We also appreciate that more detailed characterization of the photomorphogenic responses linked to histone H2B ubiquitination/deubiquitination is of interest. This is currently ongoing in our laboratories, aiming at determining the effect of different light signaling pathways in C3D function towards the DUBm. Considering the complexity and duration of our investigations, we believe that further investigations in that direction fall beyond the scope of this manuscript.

Another key point prior to publication is that the discussion (subsection “An atypical H2Bub DUB module is targeted by light signaling for ubiquitin-mediated proteolysis”) of the unusual Arabidopsis DUBm (compared to that of yeast/metazoa) would be strengthened by discussing the results more thoroughly in the context of the related findings reported recently by Pfab et al., 2018 in which the composition of the DUBm and its H2B de-ubiquitination activity were described. Both reports point out consistent differences between plant (Arabidopsis) SAGA/DUBm and the wealth of literature on yeast/metazoan SAGA. Discussing Pfab et al., 2018 in your paper will underscore the novel findings regarding plant SAGA/DUBm and provide an opportunity for synthesis for readers of your paper.

We also concur with this request. As informed during the initial submission, the manuscript by Pfab et al. (2018) describing the Arabidopsis DUBm organization has been released online while we were also submitting our manuscript. This is why Pfab et al. was shortly cited in the Discussion. In this revised manuscript, we have included much more detailed references to similar or complementary findings by Pfab et al. (2018) at several places in the Results and Discussion sections.

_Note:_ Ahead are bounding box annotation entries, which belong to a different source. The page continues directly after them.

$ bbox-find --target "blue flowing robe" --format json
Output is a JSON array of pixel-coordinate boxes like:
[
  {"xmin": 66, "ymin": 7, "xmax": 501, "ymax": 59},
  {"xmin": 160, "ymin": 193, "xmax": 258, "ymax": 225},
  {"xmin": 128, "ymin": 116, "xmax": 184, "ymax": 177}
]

Finally, the sgf11-2 allele reported in your paper is termed sgf11-1 in the article by Pfab et al. (and in TAIR). To avoid confusion and to follow precedent, you should rename the two alleles in this manuscript accordingly by changing your sgf11-2 to sgf11-1.

Yes, this is due to concomitant work on those lines in each laboratory. Any confusion has now been adjusted in all instances, such as in the Results section, in Figure 5 and Figure 5—figure supplement 1 as well as in the Materials and methods section by citing Pfab et al. (2018) for the SAIL_856_F11 mutant line.